Australia's economy shrinks in first quarter, headed for first recession in 30 years

The central bank stepped in by cutting the cash rate to a record low 0.25% and launching an unlimited bond buying programme

SYDNEY: Australia’s economy shrank last quarter, setting the scene for what will be the country’s first technical recession in three decades as entire business sectors were shut down to fight the coronavirus.

Wednesday’s data from the Australian Bureau of Statistics (ABS) showed the A$2 trillion ($1.39 trillion) economy contracted 0.3% in the quarter ended March, the first decline in nine years.

That took the annual growth to 1.4%, the slowest since the 2009 global financial crisis, as the economy was hit by the worst bushfire season in living memory, a prolonged drought and a pandemic that shut down businesses and left many without jobs.

Following the data release, the Australian dollar eased from a five-month high of $0.6982 and the benchmark share index slipped to 5,835.1 points from 5,902.2.

Australia’s gross domestic product is expected to fall even more sharply in the current quarter. Two consecutive quarters of contraction would mean Australia would suffer its first technical recession since the early 1990s, ending one of the world’s longest growth streaks.

Household consumption was the biggest drag on growth last quarter with massive falls in spending on clothing, cars, transport, recreation, hotels, cafe and restaurant.

Net exports and government spending supported the economy in the quarter.

The economic fallout deepened in Australia as the number of local coronavirus cases surged from less than 100 in early March to more than 7,000 now, forcing the government to shut borders and restrict large gatherings.

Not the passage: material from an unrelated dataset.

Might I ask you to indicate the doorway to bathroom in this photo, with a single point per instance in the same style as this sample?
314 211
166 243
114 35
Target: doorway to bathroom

The central bank stepped in by cutting the cash rate to a record low 0.25% and launching an unlimited bond buying programme. The government, meanwhile, unleashed a large fiscal stimulus plan, including a A$60 billion wage subsidy scheme.

The Reserve Bank of Australia (RBA) has recently sounded less gloomy about the economy even though the country is in the midst of its worst downturn since the Great Depression as better health outcomes have led to an earlier-than-expected re-opening of businesses.

“Although the immediate outlook is better than anticipated a couple of months ago, the economy still faces challenges,” said Sarah Hunter, Chief Economist for BIS Oxford Economics.

“The size and speed of the decline are unprecedented,” Hunter added.

“The outlook for investment is also highly uncertain, with the construction sector pipeline and capital goods imports data suggesting that spending will slow markedly in the second half of the year.”